Date: Mon, 20 Oct 2003 11:12:51 -0700
Reply-To: Will Dwinnell <predictr@BELLATLANTIC.NET>
Sender: "SAS(r) Discussion" <SAS-L@LISTSERV.UGA.EDU>
From: Will Dwinnell <predictr@BELLATLANTIC.NET>
Organization: http://groups.google.com
Subject: Stratified sampling with 'proc surveyselect'
Content-Type: text/plain; charset=ISO-8859-1
Problem: Select a sample from a data set, so that distributions of
particular variables are "similar" to the original distribution.

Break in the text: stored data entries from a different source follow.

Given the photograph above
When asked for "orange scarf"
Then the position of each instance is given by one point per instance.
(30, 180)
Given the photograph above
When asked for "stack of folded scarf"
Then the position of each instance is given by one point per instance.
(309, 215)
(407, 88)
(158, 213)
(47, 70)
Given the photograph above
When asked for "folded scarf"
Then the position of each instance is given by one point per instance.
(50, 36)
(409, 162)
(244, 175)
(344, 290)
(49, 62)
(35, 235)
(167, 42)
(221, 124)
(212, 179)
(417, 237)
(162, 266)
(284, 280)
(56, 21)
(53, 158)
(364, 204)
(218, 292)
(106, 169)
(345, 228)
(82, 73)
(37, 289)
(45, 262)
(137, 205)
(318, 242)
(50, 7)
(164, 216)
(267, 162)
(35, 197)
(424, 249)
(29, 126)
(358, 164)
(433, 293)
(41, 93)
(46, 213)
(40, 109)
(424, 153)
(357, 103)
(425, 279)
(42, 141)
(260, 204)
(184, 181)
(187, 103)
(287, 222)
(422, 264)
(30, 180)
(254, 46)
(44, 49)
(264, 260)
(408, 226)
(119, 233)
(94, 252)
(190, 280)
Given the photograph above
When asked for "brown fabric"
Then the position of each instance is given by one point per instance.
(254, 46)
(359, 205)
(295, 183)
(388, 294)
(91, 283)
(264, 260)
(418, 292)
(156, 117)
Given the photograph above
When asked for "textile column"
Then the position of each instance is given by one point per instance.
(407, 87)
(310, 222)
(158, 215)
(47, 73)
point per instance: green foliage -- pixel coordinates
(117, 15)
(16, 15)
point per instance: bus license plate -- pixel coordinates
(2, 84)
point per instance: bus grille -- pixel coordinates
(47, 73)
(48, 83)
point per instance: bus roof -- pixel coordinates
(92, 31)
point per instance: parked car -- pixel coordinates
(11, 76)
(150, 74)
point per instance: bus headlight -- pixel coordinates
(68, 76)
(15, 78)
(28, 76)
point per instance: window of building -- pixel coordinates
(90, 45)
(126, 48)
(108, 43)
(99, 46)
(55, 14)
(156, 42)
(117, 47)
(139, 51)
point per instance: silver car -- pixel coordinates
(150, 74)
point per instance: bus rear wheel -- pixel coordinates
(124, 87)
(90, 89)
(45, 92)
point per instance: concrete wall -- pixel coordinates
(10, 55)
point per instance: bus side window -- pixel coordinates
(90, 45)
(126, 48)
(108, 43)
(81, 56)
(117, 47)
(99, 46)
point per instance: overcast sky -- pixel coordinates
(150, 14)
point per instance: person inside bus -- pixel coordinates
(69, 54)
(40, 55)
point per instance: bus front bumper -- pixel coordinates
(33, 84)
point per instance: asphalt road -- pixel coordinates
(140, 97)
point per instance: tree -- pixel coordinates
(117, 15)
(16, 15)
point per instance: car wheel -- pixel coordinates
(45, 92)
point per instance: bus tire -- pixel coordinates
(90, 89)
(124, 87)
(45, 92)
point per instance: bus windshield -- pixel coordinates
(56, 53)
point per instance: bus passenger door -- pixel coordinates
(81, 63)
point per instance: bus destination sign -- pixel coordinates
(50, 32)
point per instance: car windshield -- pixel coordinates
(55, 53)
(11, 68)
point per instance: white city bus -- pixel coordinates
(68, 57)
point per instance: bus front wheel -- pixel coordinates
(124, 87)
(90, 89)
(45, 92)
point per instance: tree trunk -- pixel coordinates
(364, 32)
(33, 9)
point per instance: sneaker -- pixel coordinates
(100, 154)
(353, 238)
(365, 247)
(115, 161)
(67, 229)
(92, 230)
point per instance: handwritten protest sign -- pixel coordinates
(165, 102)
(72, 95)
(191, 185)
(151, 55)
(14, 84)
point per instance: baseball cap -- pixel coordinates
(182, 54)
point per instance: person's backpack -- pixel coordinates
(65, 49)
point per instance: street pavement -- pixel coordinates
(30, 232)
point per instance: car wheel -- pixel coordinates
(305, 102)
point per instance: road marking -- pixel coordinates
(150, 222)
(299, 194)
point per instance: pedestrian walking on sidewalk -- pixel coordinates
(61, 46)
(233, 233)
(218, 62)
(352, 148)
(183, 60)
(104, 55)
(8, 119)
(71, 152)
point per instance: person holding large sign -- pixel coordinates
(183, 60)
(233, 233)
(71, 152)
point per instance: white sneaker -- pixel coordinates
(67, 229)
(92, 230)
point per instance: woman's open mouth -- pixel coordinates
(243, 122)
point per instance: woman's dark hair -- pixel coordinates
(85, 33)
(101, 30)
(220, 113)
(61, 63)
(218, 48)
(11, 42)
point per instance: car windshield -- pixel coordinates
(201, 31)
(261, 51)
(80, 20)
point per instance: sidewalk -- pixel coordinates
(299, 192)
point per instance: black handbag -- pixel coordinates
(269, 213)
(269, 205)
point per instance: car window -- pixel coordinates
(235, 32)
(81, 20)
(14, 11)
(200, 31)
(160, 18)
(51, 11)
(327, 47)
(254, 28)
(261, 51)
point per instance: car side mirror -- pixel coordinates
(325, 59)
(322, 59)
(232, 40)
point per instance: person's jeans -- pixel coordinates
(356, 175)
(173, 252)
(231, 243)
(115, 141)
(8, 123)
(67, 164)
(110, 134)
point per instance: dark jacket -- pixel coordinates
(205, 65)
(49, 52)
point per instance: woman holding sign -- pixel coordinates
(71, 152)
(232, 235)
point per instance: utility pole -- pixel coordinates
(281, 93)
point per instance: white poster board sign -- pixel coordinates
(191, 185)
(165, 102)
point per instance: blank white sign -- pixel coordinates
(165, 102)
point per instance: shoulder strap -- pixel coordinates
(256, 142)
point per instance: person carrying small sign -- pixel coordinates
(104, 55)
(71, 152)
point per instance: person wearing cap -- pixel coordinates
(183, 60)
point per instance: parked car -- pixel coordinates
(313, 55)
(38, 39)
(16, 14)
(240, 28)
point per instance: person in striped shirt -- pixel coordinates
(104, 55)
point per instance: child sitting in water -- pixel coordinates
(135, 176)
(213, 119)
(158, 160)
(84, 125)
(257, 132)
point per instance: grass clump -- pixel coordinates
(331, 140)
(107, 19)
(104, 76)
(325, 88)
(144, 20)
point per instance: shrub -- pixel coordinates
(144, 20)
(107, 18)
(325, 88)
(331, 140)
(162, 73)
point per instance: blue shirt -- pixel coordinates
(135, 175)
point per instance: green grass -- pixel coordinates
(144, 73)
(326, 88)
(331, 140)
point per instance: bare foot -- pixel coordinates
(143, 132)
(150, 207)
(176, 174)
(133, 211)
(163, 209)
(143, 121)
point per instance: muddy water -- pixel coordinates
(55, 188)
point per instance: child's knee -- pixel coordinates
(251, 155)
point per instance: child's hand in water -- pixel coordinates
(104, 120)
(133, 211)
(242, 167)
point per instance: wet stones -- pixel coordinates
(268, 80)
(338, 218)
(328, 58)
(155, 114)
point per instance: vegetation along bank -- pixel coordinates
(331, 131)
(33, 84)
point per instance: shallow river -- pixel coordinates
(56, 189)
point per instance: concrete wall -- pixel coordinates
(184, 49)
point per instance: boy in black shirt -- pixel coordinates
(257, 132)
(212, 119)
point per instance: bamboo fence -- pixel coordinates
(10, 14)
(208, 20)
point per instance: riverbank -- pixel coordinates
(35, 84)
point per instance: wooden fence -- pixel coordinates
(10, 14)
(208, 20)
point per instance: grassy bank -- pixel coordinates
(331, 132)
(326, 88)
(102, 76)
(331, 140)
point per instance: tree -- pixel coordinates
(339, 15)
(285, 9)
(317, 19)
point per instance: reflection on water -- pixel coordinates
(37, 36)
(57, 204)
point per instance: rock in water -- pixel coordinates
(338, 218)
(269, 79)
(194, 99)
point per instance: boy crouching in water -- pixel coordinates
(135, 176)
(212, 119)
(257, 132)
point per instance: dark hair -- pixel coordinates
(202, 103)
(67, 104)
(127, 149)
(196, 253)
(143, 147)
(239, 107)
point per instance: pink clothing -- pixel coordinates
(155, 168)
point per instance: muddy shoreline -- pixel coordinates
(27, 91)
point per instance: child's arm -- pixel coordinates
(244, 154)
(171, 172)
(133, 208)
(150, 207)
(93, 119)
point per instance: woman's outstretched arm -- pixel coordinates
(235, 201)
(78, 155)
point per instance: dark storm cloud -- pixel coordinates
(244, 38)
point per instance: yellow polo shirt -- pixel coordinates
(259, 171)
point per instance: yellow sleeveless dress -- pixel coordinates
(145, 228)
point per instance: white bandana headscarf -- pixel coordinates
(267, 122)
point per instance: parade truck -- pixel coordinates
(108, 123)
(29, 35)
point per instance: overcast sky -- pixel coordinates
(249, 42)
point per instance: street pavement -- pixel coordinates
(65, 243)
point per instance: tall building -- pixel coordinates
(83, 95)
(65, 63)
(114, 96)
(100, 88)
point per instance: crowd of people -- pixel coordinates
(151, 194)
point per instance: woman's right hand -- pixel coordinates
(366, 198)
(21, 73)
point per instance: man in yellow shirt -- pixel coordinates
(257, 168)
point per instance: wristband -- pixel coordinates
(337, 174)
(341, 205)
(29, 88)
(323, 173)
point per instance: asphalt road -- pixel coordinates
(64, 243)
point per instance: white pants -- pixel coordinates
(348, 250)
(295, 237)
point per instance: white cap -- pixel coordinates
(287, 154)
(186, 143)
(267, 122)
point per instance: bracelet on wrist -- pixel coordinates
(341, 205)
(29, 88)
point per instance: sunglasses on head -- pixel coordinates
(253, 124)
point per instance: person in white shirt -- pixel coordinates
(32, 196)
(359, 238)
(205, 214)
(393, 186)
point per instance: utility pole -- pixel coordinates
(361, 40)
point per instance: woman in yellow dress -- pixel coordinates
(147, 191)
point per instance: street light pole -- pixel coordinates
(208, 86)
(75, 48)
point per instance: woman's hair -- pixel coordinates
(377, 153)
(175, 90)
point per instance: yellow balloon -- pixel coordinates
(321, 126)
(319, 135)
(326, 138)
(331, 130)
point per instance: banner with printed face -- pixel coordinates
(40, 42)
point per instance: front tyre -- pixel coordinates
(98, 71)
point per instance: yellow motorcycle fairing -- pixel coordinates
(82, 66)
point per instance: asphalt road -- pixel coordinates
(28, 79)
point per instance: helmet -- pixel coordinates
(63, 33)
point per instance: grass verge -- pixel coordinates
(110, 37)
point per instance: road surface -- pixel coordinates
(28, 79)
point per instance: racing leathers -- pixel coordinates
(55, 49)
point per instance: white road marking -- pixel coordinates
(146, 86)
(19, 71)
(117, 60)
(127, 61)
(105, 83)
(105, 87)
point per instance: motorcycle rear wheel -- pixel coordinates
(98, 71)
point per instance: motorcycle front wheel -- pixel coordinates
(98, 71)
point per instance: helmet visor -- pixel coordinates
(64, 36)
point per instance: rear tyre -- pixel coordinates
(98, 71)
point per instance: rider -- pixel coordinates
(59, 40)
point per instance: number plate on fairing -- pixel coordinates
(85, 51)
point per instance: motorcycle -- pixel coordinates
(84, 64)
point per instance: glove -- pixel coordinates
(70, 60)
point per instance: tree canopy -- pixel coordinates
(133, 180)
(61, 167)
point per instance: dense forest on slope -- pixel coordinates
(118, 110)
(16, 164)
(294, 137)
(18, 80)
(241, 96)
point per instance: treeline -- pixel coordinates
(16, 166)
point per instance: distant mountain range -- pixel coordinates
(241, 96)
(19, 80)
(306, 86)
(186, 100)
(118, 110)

Solution (?): Use 'proc surveyselect' to generate a new data set,
thus:
data LMN;
input State $ Sex $ X Y @@;
datalines;
PA M 2 7
PA M 7 4
PA M 1 7
PA M 5 10
some number of data lines here...
NY F 9 1
NY F 6 1
NY F 1 3
NY F 1 2
NY F 7 6
;
run;
proc sort data=LMN;
by
State
Sex;
run;
proc surveyselect data=LMN method=sys seed=8810 rate=0.1 out=XYZ;
strata
State
Sex;
run;
This appears to work, but with a rate of 0.1, and 100 total original
data lines (in data set LMN), surveyselect occasioanlly delivers 9 or
11 observations, not 10. Is this appropriate? Am I doing this
correctly?
Many thanks in anticipation...